Напрасно Артур уговаривал ее, а Флора протестовала. Эффри, дрожавшая как лист, оставалась глухой ко всем увещеваниям и рвалась вон из чуланчика.
– Я скорей крикну Иеремию, чем скажу хоть слово! Я позову его, Артур, если вы не отстанете. Ну вот вам последнее слово: если вздумаете когда-нибудь расправиться с хитрецами (вам следовало бы сделать это, я вам говорила в первый же день, когда вы приехали, потому что вы не жили здесь и не запуганы так, как я), тогда сделайте это при мне и скажите мне: «Эффри, расскажите ваши сны!» Может быть, тогда я расскажу.

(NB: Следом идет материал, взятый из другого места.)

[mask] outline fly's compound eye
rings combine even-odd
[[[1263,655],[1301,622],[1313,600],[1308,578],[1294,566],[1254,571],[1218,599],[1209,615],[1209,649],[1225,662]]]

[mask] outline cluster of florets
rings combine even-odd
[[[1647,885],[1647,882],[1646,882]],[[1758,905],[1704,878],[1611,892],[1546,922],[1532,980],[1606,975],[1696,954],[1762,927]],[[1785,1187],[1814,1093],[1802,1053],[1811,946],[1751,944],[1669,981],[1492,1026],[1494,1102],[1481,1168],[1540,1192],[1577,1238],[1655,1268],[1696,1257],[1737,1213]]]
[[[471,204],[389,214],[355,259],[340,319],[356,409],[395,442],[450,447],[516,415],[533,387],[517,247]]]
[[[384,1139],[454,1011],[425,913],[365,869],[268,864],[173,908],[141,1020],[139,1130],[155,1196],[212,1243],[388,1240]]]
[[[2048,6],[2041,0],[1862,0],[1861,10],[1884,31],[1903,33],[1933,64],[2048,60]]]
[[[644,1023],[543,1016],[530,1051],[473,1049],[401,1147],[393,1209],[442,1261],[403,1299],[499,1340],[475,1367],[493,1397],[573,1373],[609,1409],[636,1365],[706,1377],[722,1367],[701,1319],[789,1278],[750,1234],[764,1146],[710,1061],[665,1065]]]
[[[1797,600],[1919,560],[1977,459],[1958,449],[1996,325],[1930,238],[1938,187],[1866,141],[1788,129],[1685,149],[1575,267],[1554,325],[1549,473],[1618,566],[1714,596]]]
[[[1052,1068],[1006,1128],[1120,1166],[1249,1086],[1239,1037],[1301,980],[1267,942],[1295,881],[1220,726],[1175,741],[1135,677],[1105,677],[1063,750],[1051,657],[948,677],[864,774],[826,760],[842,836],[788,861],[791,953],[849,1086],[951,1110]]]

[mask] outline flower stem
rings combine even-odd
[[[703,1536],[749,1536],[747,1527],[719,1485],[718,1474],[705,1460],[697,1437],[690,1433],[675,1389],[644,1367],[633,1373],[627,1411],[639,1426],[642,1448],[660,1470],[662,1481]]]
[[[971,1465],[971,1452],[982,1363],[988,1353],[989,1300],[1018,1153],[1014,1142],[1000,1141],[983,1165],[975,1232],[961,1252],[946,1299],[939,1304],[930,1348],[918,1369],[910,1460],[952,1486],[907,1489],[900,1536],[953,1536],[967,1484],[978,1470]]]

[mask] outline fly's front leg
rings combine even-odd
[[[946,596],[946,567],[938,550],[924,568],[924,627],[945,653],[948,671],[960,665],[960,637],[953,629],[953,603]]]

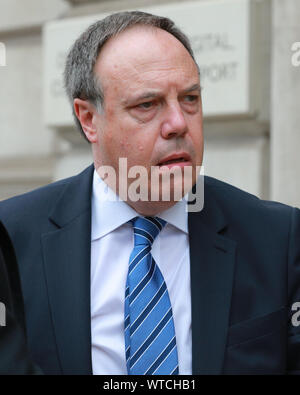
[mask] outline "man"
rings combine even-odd
[[[18,266],[8,234],[0,222],[0,374],[38,374],[25,339]]]
[[[299,210],[209,177],[203,210],[175,199],[203,154],[184,34],[166,18],[111,15],[75,42],[65,82],[94,165],[0,205],[35,361],[48,374],[299,373]],[[148,199],[132,193],[137,165]]]

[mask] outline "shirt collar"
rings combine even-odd
[[[186,205],[187,202],[183,198],[174,206],[157,214],[157,217],[188,233]],[[108,187],[95,170],[92,193],[92,241],[105,236],[138,215]]]

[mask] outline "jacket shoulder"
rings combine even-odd
[[[3,200],[0,202],[0,219],[8,215],[22,215],[30,211],[40,211],[47,209],[57,199],[66,185],[68,185],[76,176],[69,177],[60,181],[34,189],[33,191],[23,193],[18,196]]]
[[[78,205],[83,194],[86,197],[93,172],[94,165],[91,165],[75,176],[0,202],[0,221],[6,226],[10,237],[24,237],[28,231],[32,234],[33,231],[49,230],[49,216],[64,196],[63,209],[66,211],[74,207],[74,201]]]
[[[231,217],[241,220],[254,218],[263,221],[289,222],[293,207],[277,201],[264,200],[213,177],[205,177],[206,196],[213,195],[218,204]],[[299,209],[296,209],[299,211]],[[277,223],[278,224],[278,223]]]

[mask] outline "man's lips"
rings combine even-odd
[[[192,163],[190,155],[186,152],[179,152],[168,155],[165,158],[161,159],[157,166],[166,166],[168,168],[171,168],[173,166],[184,167],[191,164]]]

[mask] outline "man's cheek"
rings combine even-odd
[[[128,155],[131,150],[132,150],[132,144],[125,138],[121,139],[120,140],[120,151],[121,151],[121,153],[124,153],[124,157],[128,158]]]

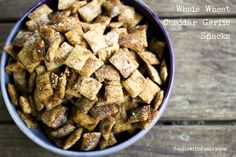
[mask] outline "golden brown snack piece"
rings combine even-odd
[[[108,26],[111,22],[111,17],[100,15],[96,18],[95,23],[100,23],[101,25]]]
[[[35,69],[37,75],[41,75],[46,72],[46,67],[44,65],[39,65]]]
[[[147,104],[150,104],[157,92],[161,89],[149,78],[146,79],[145,87],[139,97]]]
[[[24,96],[20,96],[19,98],[19,104],[22,108],[22,111],[26,114],[31,114],[32,113],[32,109],[30,107],[30,103],[29,100],[24,97]]]
[[[35,18],[41,16],[42,14],[49,15],[52,12],[53,12],[53,10],[50,9],[47,4],[43,4],[43,5],[40,5],[37,9],[35,9],[33,12],[31,12],[28,15],[28,18],[35,19]]]
[[[138,64],[134,60],[127,57],[123,50],[118,50],[109,61],[113,64],[121,73],[124,78],[130,76],[130,74],[138,68]]]
[[[150,64],[150,65],[157,65],[159,64],[159,60],[156,57],[155,54],[153,54],[152,52],[148,52],[148,51],[138,51],[137,54],[139,55],[140,58],[143,59],[143,61],[146,64]]]
[[[114,44],[110,47],[107,47],[105,49],[102,49],[97,52],[98,58],[101,59],[103,62],[108,62],[108,60],[111,58],[111,56],[120,49],[119,44]]]
[[[47,25],[49,22],[48,15],[44,13],[30,21],[27,21],[26,25],[30,31],[34,31],[38,30],[41,26]]]
[[[102,120],[99,124],[99,132],[101,132],[102,137],[107,141],[109,140],[112,132],[112,128],[115,124],[114,118],[106,118]]]
[[[102,13],[101,2],[93,0],[79,9],[79,14],[86,22],[91,22]]]
[[[158,110],[158,108],[160,107],[163,99],[164,99],[164,91],[161,90],[156,94],[156,97],[154,99],[154,106],[153,106],[154,110]]]
[[[29,81],[28,81],[29,92],[33,92],[33,90],[35,88],[36,77],[37,77],[36,72],[31,73],[29,76]]]
[[[166,83],[167,81],[167,77],[168,77],[168,71],[167,71],[167,66],[166,66],[166,61],[163,60],[161,62],[161,67],[160,67],[160,75],[161,75],[161,79],[164,83]]]
[[[58,128],[64,125],[67,120],[66,111],[66,107],[57,106],[49,111],[44,111],[41,120],[51,128]]]
[[[60,47],[60,44],[63,42],[63,37],[58,34],[55,39],[50,43],[48,52],[46,55],[46,59],[48,61],[53,61],[54,58],[57,56],[58,49]]]
[[[69,12],[70,13],[70,12]],[[80,27],[80,21],[78,18],[69,16],[66,18],[58,17],[59,21],[53,25],[53,28],[61,33],[66,33],[74,28]]]
[[[82,96],[79,93],[77,87],[75,86],[77,83],[79,74],[74,69],[70,69],[68,72],[69,72],[68,73],[69,79],[68,79],[68,83],[66,85],[66,95],[68,95],[70,97],[81,98]]]
[[[143,75],[138,70],[135,70],[128,79],[122,82],[122,86],[132,98],[135,98],[143,91],[145,83],[146,79]]]
[[[87,59],[89,59],[91,55],[92,55],[91,51],[77,45],[71,51],[70,55],[67,57],[64,64],[69,66],[70,68],[80,71],[83,68]]]
[[[146,121],[133,123],[132,126],[139,129],[147,129],[152,123],[153,119],[157,116],[157,114],[158,114],[157,110],[151,110]]]
[[[43,104],[42,100],[39,98],[38,93],[39,93],[38,90],[35,89],[35,91],[34,91],[34,102],[35,102],[36,109],[38,111],[41,111],[44,108],[44,104]]]
[[[88,111],[93,107],[93,105],[98,101],[98,99],[89,100],[86,97],[83,97],[73,104],[77,107],[77,109],[82,113],[88,113]]]
[[[29,40],[29,38],[31,38],[31,36],[33,35],[33,32],[30,31],[26,31],[26,30],[20,30],[15,39],[13,40],[13,45],[14,46],[18,46],[18,47],[23,47],[24,44]]]
[[[25,32],[26,34],[27,32]],[[54,39],[59,35],[58,32],[56,32],[53,28],[50,26],[42,26],[40,28],[40,33],[44,41],[49,45],[51,44]]]
[[[127,123],[127,122],[119,122],[119,123],[116,123],[113,127],[113,133],[114,134],[119,134],[121,132],[124,132],[124,131],[128,131],[128,130],[131,130],[133,129],[132,125],[130,123]]]
[[[89,113],[100,120],[116,114],[119,111],[120,105],[109,104],[103,106],[94,106],[90,109]]]
[[[76,46],[76,45],[82,45],[83,44],[83,30],[81,27],[77,27],[77,28],[74,28],[72,30],[70,30],[69,32],[67,32],[65,34],[66,38],[68,39],[68,41]]]
[[[128,118],[129,123],[136,123],[140,121],[146,121],[150,113],[150,105],[136,108],[131,112]]]
[[[100,132],[92,132],[92,133],[83,134],[83,140],[82,140],[80,150],[84,150],[84,151],[94,150],[98,145],[100,137],[101,137]]]
[[[89,131],[93,131],[99,123],[99,120],[97,118],[93,118],[89,114],[85,114],[80,111],[77,111],[75,113],[75,115],[73,116],[73,120],[75,123],[81,125]]]
[[[55,92],[55,97],[60,99],[63,99],[65,97],[66,84],[66,74],[61,74],[61,76],[58,78],[58,86]]]
[[[79,93],[90,100],[97,98],[99,90],[102,88],[102,84],[96,79],[89,77],[80,77],[75,85]]]
[[[79,74],[85,77],[90,77],[97,69],[103,65],[103,61],[95,56],[91,56],[86,62],[83,68],[79,71]]]
[[[75,1],[72,6],[69,8],[72,14],[79,12],[79,9],[85,6],[88,2],[86,0]]]
[[[17,90],[27,92],[27,72],[14,72],[13,79]]]
[[[158,85],[162,85],[161,77],[160,77],[158,71],[152,65],[147,64],[147,71],[148,71],[150,78],[154,82],[156,82]]]
[[[8,44],[4,46],[4,51],[6,51],[13,59],[17,60],[18,56],[17,56],[17,52],[14,50],[13,45],[12,44]]]
[[[63,149],[69,149],[81,138],[83,129],[79,128],[75,130],[65,141]]]
[[[58,9],[65,10],[70,8],[76,0],[58,0]]]
[[[108,0],[103,4],[110,17],[115,17],[122,12],[122,4],[120,0]]]
[[[8,90],[8,94],[10,95],[11,97],[11,101],[12,103],[17,106],[18,105],[18,93],[16,91],[16,87],[11,84],[11,83],[8,83],[7,85],[7,90]]]
[[[105,149],[105,148],[115,145],[116,143],[117,141],[116,141],[115,136],[111,134],[108,140],[101,138],[98,145],[99,145],[99,149]]]
[[[21,111],[17,111],[20,118],[25,122],[28,128],[37,128],[38,124],[32,119],[32,117],[29,114],[26,114]]]
[[[71,124],[66,124],[66,125],[58,128],[57,130],[52,131],[50,133],[50,136],[52,136],[54,138],[63,138],[63,137],[70,135],[75,129],[76,129],[75,126],[73,126]]]
[[[103,65],[95,72],[95,75],[100,81],[120,81],[119,72],[111,65]]]
[[[50,79],[51,79],[52,88],[56,89],[58,85],[59,76],[55,73],[51,73]]]
[[[118,42],[119,42],[119,36],[120,36],[120,34],[119,34],[117,31],[115,31],[115,30],[108,32],[108,33],[105,35],[105,40],[106,40],[106,42],[107,42],[107,45],[108,45],[109,47],[111,47],[111,46],[113,46],[113,45],[118,44]]]
[[[105,83],[105,98],[108,103],[124,102],[124,94],[120,82],[111,81]]]
[[[166,46],[165,42],[158,41],[155,38],[152,38],[152,40],[149,43],[150,51],[155,52],[160,60],[163,59],[165,46]]]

Стук затворяемой двери помешал Артуру ответить. Они вернулись на то же место, где Иеремия оставил их, и Кленнэм сказал ему, что погасил свечку нечаянно. Мистер Флинтуинч смотрел на него, пока он зажигал ее снова от лампы, и хранил глубокое молчание насчет посетителя, с которым беседовал на крыльце. Быть может, его раздражительный характер требовал возмездия за скуку, доставленную этим гостем, только он страшно разозлился, увидев свою супругу с передником на голове, подскочил к ней и, ущемив ее нос между большим и указательным пальцами, повернул его так, точно собирался вывинтить прочь.
Флора, окончательно отяжелевшая, не хотела отпускать Кленнэма, пока они не осмотрели весь дом, вплоть до его старой спальни на чердаке. Хотя голова его была занята совсем другим, но все-таки он не мог не обратить внимания – и вспомнил об этом впоследствии – на спертый затхлый воздух, на густой слой пыли в верхних этажах, на дверь одной из комнат, отворявшуюся с таким трудом, что Эффри вообразила, будто за нею кто-то прячется, и осталась при этом убеждении, хотя, осмотрев комнату, они не нашли никого. Когда, наконец, они вернулись в комнату миссис Кленнэм, она вполголоса разговаривала с патриархом, стоявшим у камина. Его голубые глаза, отполированная голова и шелковые кудри придавали необыкновенно глубокое и любвеобильное выражение немногим словам, с которыми он обратился к ним:
– Итак, вы осмотрели постройку, осмотрели постройку… постройку… осмотрели постройку.
Сама по себе эта фраза, конечно, не была перлом мудрости или благосклонности, но в устах патриарха казалась образцом того и другого, так что иному слышавшему захотелось бы даже записать ее.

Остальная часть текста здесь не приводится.